Embora o diagnóstico terminal do meu pai tenha acontecido há quase 21 anos, minha mãe se lembra claramente da reação dele. "Papai se virou para mim e disse: 'Bem, eu tive uma vida boa, uma vida muito feliz'". Ele relutava em fazer a operação que poderia prolongar – mas não salvar – sua vida.

Lembro-me dele voltando do hospital logo depois, para descansar antes da operação. Compramos para ele uma receita de maçã, seu bolo favorito, mas ele não foi consumido. Papai estava apoiado na cama, escrevendo uma lista de coisas para fazer. Ele telefonou para um vizinho e o convidou para pegar as ferramentas que ele queria da nossa garagem. Ele leu uma carta que um velho amigo postou pela porta, provocando as únicas lágrimas que minha mãe lembra.
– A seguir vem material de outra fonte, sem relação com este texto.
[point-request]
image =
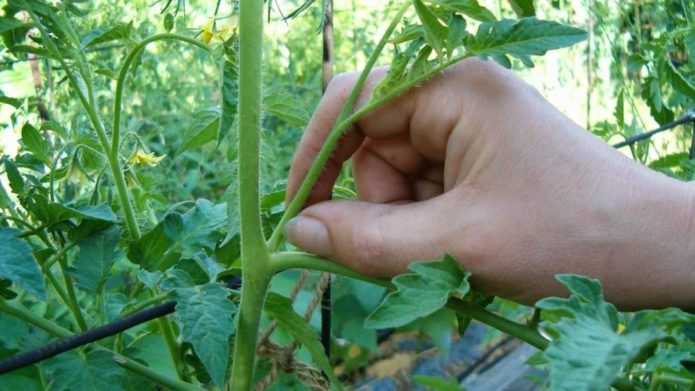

Alguns dias depois, antes do planejado, ele foi levado de volta ao hospital. Ele não voltou para casa. Mas o pouco tempo que ele viveu sabendo que estava doente terminal lhe deu a chance de se despedir. E nós somos iguais.

Agradecemos a Chris, Charlie e Sam pelas mãos apresentadas na fotografia deste artigo.

este artigo apareceu pela primeira vez por Bem vindo em mosaico. É republicado aqui sob uma licença Creative Commons.